The car’s torque-vectoring four-wheel drive system feels more natural than the one in the old Ford Focus RS. Rather than seeming to pitch the car into bends as the Ford can sometimes do, the A45’s driveline allows for lots of mid-corner stability, confidence and feel. In most driving modes, it gently but effectively neutralises the car’s attitude under power.

Drift mode isn’t like disengaging the front driveshafts, but it does allow you to accelerate the chassis into oversteer around a tighter bend quite simply and then to maintain a longish slide so long as you keep positive steering angle applied.

Comfort and isolation

Before you’ve even cast an eye over the improbably big numbers on the spec sheet, both the look and sound of the A45 S suggest it might not brook much compromise for everyday driving. And there’s some truth in this.

The heated AMG Performance seats bring a degree of supercar glamour to this hottest of hatches. They are firm but widely adjustable and supremely supportive, providing comfort over long distances. Large wheels, firm springs and firm suspension mounts mean road roar is inevitable, however, and anybody acclimatised to Volkswagen’s Golf R will find the A45 S a noisy, somewhat busy cruiser.

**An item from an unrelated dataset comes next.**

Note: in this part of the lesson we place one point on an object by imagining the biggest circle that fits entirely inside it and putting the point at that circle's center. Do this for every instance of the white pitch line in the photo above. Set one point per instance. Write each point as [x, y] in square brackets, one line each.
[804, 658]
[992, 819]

But as we’ve discovered, this AMG is not a Golf R rival, and when you consider the fearsome performance and more hardcore character of the A45 S, you realise relative usability is one of the car’s greatest strengths. With the dampers in Comfort, the ride remains resilient but rarely if ever is it punishing – even at town speeds, which is where the old A45 tripped up – and day-to-day, the car demonstrates the softer side of its split personality.

With the A45 S, you get a dose of normality that owners of the Renault Mégane RS Trophy and 718 Cayman must occasionally long for. The A45 S further impresses with the fine-tuning of its driving controls. Natural pedal and steering response at everyday speeds contributes to the overall ease of use.